The Interview Is a Trap: How Companies Waste Your Time and Then Ghost You!

A behind-the-scenes look at the corporate Hunger Games disguised as "getting to know you."

Come In, We Just Want to “Chat”

It always starts the same way: “We’d love to have a quick conversation about your background.” Sounds casual, right? But you quickly realize this isn’t a friendly coffee chat, it’s an unpaid strategy session.

Suddenly, you’re walking them through your best ideas, solving their pain points, and practically building their next quarterly plan… all before you’ve even met HR.

The reality? Many companies use interviews as reconnaissance. 

They’re shopping for ideas, benchmarking their pay ranges, or collecting intel to pass to the candidate they really want, the one who’s already internal or referred by the CEO’s golf buddy. You leave thinking you’ve impressed them. They leave with your best playbook, implemented by someone else.

The 5-Round Hostage Situation

One or two interviews? Sure, makes sense. By round three, you’re committed. But by the fifth round, you’re basically a part-time employee without a paycheck. You’ve met the hiring manager, the skip-level manager, the VP, the peer team, and someone from a department that doesn’t even touch the role.

This isn’t thoroughness. It’s indecision in business casual. Multiple rounds often mean they either don’t know what they’re looking for or they’re waiting for someone “better” to come along. Meanwhile, you’re burning PTO, rescheduling your life, and answering the same “Tell me about a time…” question over and over. By the end, you’re not excited about the job, you’re exhausted.

We’re Just Making Sure You’re the Right Fit

Ah, the dreaded “fit” conversation. Companies love to talk about culture fit, but it’s often a vague, moving target. You can have the skills, the experience, and the enthusiasm but if you’re not the “right vibe” for the team (read: not a clone of everyone already there), you’re out.

Sometimes “fit” is code for “we’ve already picked someone else, but HR won’t let us close the job posting yet.” Other times, it’s a stalling tactic while they hold out for a unicorn candidate.
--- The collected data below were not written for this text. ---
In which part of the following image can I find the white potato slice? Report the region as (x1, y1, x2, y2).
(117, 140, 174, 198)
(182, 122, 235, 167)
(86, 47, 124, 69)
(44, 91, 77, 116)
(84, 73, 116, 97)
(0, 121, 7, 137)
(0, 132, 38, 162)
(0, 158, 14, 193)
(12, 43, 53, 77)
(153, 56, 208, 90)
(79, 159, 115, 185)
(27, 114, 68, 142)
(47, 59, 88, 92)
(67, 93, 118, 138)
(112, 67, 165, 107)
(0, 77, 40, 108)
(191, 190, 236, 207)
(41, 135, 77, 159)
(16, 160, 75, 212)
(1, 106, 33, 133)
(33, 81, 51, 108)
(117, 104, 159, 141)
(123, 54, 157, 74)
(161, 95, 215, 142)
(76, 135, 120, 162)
And here’s the kicker, you could be the exact fit they need, but because the role has been open so long, leadership has built up an impossible checklist in their heads. Now no human can pass.

Ghosting Isn’t Just for Dating Apps

The most infuriating interview outcome? Silence. You prep for hours, shuffle your schedule, maybe even buy a new blazer… and then nothing. No rejection email, no call, no feedback. Just corporate crickets.

Ghosting happens for a few reasons: they hired internally and didn’t want to tell you; the role got put on hold; or they simply didn’t prioritize giving closure. But here’s the truth, companies that ghost candidates are telling you exactly how they treat people: as disposable. If they can’t respect your time in the interview process, imagine what it’s like inside the building.

How to Tell if the Interview Is a Dead End

You don’t have to wait until you’re fully ghosted to spot the red flags. Here’s how to know the call is going nowhere:

  • The process has more than 4 steps with no clear decision date.

  • They dodge the pay conversation until the final stage.

  • Nobody can explain why the last person left the role.

  • Different interviewers give you conflicting visions for the job.

These are all signs the role is either under-resourced, over-sold, or flat-out undefined. Translation: you’re walking into chaos, and the interview process is just the warm-up.

Flip the Script

Job interviews aren’t just about proving you’re the right candidate, they’re about proving the company is the right employer. You’re not there to beg for a seat; you’re there to assess if their table is worth sitting at.

Ask the questions that make hiring managers sweat: “How do you measure success in this role?” “What’s your average turnover on this team?” “When’s the last time someone here was promoted?” Pay attention to how they answer. If they’re vague, defensive, or try to change the subject, that’s your cue to mentally end the call.

TL;DR:

Some interviews are just a slow “no” dressed up as opportunity. Don’t let them drain your time, steal your ideas, or string you along. The moment the process feels like an unpaid internship for a job you don’t even have yet? Stop!